Une vidéo annonçant un coup d’État imaginaire en France a récemment semé le trouble bien au-delà des réseaux sociaux. Générée par intelligence artificielle, elle a accumulé des millions de vues en quelques heures, au point d’être citée publiquement par le président Emmanuel Macron. Comme le rapporte Sud Ouest, derrière cette séquence trompeuse se cache un lycéen burkinabè de 17 ans, qui assume aujourd’hui son geste et en détaille les motivations.
Une Désinformation virale
Diffusée début décembre sur TikTok puis relayée massivement sur Facebook, la vidéo met en scène de prétendues journalistes françaises annonçant la prise de pouvoir d’un colonel à Paris, soutenu par des manifestants. Le réalisme des images et des voix, entièrement fabriquées par des outils d’IA, a trompé une partie du public. En quelques jours, la séquence a dépassé les douze millions de vues et suscité des dizaines de milliers d’interactions.
La portée de cette infox a dépassé le simple cadre numérique. Emmanuel Macron a lui-même évoqué l’affaire lors d’un échange public à Marseille, regrettant notamment l’impossibilité d’obtenir rapidement le retrait de la vidéo sur Facebook. Il a également confié avoir été contacté par un chef d’État africain, inquiet de la situation en France après avoir vu circuler ces images. Cet épisode a mis en lumière la vitesse de propagation des contenus trompeurs et leur capacité à influencer des perceptions à l’échelle internationale.
C’est dans ce climat de forte exposition médiatique et de débat sur la responsabilité des plateformes que l’auteur de la vidéo a été identifié. L’adolescent, qui a depuis supprimé la publication, a accepté d’expliquer sa démarche, tout en souhaitant rester anonyme.
Intelligence artificielle et quête d’indépendance financière
Le jeune Burkinabè reconnaît sans détour que l’objectif initial était financier. En publiant cette fausse information, il dit avoir gagné environ sept euros grâce aux mécanismes de rémunération liés à l’audience. Une somme modeste, mais suffisante à ses yeux pour tester le potentiel économique des réseaux sociaux. Élève en section génie civil-construction, il affirme ne pas vivre dans la précarité et être soutenu par sa famille, tout en cherchant à atteindre une autonomie financière plus rapide.

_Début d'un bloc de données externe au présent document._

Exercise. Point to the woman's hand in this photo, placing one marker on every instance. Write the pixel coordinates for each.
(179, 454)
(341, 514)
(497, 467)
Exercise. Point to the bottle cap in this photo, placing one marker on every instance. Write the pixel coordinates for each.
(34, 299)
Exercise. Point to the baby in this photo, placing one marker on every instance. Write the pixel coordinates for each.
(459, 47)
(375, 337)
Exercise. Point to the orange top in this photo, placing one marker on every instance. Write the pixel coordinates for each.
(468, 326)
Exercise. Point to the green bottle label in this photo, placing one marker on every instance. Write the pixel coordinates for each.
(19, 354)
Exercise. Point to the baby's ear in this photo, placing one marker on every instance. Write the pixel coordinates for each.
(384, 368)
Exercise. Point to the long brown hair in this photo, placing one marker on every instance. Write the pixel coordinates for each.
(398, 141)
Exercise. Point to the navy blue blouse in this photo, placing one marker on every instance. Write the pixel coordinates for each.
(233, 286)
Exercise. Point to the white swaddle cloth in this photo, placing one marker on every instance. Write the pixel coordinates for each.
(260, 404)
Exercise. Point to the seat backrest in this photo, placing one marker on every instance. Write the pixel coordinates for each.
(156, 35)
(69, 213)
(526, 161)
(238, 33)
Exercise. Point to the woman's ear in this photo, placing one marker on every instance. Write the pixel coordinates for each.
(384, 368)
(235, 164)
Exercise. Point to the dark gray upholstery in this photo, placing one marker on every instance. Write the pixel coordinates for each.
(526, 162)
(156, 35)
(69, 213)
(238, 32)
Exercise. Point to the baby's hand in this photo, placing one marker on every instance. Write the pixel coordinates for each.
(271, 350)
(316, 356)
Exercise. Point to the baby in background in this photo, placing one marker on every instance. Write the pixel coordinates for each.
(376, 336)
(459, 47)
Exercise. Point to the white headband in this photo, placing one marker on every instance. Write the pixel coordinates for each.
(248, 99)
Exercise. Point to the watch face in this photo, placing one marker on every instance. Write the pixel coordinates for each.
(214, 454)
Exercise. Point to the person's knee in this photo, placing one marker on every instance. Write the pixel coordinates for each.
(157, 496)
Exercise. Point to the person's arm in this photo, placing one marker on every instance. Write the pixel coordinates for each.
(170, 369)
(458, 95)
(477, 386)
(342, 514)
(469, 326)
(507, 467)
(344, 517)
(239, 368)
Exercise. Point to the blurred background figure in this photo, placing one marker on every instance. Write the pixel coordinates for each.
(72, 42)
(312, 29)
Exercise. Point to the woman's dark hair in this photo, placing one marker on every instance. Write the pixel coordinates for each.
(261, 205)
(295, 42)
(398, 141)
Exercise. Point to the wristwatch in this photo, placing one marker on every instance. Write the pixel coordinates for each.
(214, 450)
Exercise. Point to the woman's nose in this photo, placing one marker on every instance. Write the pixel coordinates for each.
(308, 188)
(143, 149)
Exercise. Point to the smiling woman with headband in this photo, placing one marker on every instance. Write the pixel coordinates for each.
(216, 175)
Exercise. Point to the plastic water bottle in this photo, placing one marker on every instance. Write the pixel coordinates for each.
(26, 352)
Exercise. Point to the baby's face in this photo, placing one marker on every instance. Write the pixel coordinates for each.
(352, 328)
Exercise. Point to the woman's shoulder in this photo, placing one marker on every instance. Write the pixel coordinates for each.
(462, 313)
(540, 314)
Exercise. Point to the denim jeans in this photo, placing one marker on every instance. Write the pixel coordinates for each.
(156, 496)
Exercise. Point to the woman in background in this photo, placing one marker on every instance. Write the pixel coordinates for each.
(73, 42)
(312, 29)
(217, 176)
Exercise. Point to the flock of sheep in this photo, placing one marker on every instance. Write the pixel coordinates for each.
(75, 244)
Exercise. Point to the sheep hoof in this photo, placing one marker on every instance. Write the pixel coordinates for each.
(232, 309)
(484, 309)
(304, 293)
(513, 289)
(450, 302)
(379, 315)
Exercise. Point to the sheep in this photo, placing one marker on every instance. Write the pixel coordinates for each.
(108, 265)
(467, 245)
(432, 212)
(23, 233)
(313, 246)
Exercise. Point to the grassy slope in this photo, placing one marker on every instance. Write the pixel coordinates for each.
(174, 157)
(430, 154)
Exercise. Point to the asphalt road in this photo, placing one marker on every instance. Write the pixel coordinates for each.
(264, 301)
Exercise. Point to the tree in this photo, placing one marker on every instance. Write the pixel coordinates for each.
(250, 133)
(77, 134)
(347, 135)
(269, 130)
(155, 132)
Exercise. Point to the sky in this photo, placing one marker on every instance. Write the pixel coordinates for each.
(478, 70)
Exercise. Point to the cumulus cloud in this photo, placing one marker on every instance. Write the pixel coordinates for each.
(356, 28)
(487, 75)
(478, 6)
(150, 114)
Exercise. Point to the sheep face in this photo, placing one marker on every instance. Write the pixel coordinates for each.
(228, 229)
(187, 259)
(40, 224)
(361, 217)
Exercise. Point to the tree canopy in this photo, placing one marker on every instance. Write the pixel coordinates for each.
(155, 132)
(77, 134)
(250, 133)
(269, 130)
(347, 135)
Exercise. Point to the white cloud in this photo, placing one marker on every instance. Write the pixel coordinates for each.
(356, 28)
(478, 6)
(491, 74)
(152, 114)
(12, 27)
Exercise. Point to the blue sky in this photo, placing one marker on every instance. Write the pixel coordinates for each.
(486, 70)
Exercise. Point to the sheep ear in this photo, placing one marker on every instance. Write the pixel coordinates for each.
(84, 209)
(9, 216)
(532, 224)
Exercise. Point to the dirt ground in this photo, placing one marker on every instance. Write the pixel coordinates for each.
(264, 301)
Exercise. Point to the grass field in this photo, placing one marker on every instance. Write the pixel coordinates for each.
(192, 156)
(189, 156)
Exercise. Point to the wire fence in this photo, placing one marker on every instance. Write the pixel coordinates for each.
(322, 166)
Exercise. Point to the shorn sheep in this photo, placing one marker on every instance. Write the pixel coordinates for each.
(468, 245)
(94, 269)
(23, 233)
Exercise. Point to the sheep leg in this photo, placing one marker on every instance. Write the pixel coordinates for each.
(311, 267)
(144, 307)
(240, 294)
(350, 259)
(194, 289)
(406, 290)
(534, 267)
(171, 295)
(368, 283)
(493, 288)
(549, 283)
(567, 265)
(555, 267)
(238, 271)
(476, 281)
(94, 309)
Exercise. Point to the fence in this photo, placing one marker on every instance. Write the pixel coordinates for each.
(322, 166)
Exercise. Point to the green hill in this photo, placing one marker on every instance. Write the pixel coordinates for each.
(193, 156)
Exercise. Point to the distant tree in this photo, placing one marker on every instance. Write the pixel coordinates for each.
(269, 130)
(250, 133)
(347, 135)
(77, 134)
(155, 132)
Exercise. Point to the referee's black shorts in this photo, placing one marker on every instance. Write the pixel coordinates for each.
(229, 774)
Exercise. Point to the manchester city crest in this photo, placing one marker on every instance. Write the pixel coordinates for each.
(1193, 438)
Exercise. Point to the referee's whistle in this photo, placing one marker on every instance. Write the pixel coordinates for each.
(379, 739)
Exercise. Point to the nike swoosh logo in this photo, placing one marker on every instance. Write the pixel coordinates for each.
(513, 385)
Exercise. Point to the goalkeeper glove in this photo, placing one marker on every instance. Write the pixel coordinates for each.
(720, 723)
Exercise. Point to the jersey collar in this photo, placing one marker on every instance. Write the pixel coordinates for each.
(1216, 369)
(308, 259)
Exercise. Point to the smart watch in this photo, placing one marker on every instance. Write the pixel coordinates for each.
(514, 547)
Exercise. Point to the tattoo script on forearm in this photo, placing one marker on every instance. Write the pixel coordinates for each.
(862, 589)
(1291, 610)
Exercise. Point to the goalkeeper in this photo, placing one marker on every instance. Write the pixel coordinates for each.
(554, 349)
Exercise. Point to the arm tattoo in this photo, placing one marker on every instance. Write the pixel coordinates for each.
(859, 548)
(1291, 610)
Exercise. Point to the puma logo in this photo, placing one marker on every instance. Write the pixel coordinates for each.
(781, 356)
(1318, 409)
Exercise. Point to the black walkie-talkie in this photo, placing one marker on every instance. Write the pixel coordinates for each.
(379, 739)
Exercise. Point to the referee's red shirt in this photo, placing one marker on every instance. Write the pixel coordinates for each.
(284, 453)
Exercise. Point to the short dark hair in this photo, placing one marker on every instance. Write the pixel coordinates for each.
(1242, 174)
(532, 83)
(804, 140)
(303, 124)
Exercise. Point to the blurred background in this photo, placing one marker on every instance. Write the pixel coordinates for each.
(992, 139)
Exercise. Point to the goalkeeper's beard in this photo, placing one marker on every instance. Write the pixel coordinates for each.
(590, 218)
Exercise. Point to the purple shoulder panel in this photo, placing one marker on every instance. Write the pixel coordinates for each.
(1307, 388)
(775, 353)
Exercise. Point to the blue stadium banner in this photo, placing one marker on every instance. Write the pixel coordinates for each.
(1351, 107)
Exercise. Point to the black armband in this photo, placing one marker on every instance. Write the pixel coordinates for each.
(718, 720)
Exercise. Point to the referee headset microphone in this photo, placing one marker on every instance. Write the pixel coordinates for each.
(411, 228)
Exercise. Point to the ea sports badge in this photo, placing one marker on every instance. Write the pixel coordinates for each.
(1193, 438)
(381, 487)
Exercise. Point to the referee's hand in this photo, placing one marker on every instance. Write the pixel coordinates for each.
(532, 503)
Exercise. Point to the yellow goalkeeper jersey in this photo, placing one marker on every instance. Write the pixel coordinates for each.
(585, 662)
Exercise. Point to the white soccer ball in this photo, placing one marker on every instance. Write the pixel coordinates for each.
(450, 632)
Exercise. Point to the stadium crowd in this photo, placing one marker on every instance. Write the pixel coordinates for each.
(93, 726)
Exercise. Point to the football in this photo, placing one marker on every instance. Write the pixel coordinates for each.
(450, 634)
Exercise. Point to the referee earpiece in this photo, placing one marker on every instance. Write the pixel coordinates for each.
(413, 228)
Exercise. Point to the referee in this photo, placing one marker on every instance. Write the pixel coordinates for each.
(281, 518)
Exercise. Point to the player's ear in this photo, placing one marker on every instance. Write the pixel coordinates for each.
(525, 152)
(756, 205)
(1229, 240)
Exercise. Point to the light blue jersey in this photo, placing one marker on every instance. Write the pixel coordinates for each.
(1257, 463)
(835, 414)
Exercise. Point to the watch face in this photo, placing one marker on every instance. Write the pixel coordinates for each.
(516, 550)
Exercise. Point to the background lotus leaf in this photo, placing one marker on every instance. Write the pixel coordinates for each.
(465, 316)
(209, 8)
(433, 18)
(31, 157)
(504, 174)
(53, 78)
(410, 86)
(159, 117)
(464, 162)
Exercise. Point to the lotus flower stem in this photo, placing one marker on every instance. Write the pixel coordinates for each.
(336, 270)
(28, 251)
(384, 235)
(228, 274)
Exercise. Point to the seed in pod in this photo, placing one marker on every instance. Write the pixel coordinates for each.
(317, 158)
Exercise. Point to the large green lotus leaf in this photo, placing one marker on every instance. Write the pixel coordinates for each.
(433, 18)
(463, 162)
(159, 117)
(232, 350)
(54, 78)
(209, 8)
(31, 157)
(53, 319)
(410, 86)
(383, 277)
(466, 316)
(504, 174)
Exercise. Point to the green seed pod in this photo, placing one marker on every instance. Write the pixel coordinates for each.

Avant de se lancer dans la désinformation, il avait essayé des vidéos de motivation, sans succès notable. L’essor des contenus générés par IA lui a alors semblé offrir davantage de visibilité. Formé principalement via des tutoriels sur YouTube, il s’est spécialisé depuis l’an dernier dans la création de vidéos artificielles, une activité qu’il a réellement structurée à partir d’octobre 2025.
La vidéo sur le faux putsch a aussi servi de vitrine à ses services. Le lycéen explique avoir été approché par plusieurs personnes intéressées par des formations en création de contenus IA. Il propose des cours facturés 7 000 francs CFA de l’heure, une offre qu’il met en avant sur sa page Facebook. Sa notoriété soudaine l’a surpris : il raconte avoir été contacté par des journalistes français, notamment du quotidien Le Monde, et s’amuse de voir son nom circuler dans des médias étrangers.
Au-delà de l’aspect financier, l’adolescent avance une motivation plus politique. Il estime que certaines informations diffusées en France sur les pays du Sahel sont inexactes ou biaisées. Selon lui, cette vidéo avait aussi pour but de provoquer et de renvoyer, par la peur, une image déformée similaire à celle qu’il juge imposée à sa région.